Nonetheless, this reasoning does lead to the rather uncomfortable conclusion that we, audiences, are at least partly responsible for the meaning of a play like The Taming of the Shrew.
Telling Petruchio to piss off
In the Globe performance of Shrew I saw, the actor playing Petruchio used one of his lines to appeal to the audience, pantomime-style, to support his taming of Katherina. The vast majority of the audience, swept up in the pacey performance, responded positively - but there were also a few pointed shouts of “no!”. Does this mean that, save a few brave dissenters, most of the audience were sexist? Of course not - no more so than that an audience which cheers the coronation of Richard III are condoning the murder of small boys.
However, I was relieved that some in the audience shouted “no!”. At the same time I was well aware that the performance wouldn’t work unless the majority of the audience consented, suspending their beliefs along with their disbelief. A show of dissent cannot dissolve the real contradictions this play plays on.
I reckon that an audience in a society free from sexism would be unlikely to feel uncomfortable watching this play – they probably wouldn’t bother going to see it at all or find it of any interest. There’s no reason to think that any of Shakespeare’s plays will seem meaningful to audiences for ever, in all kinds of future societies. The frisson that Shrew continues to create for modern audiences is based on the fact that we recognise many of the characteristics of Early Modern misogyny in contemporary capitalist society.
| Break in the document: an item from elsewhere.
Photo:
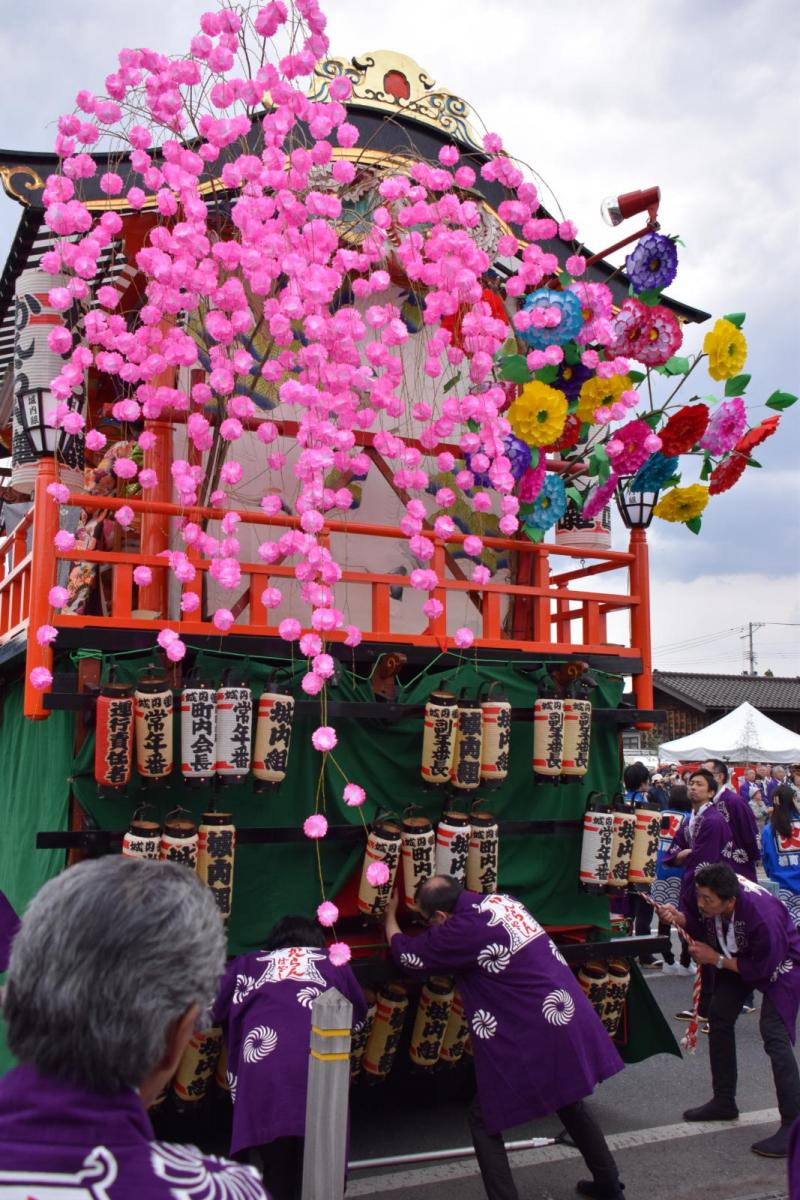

Katherina’s speech is difficult to listen to because she expresses the logic of sexism pushed to its extreme but logical conclusion – a husband’s boot crushing his submissive wife’s hand. Watching The Taming of the Shrew today is an uncomfortable experience because it reminds us that oppression has not disappeared, but endures, cloaked in new forms and old prejudices, lurking beneath both crude and equivocal phrases.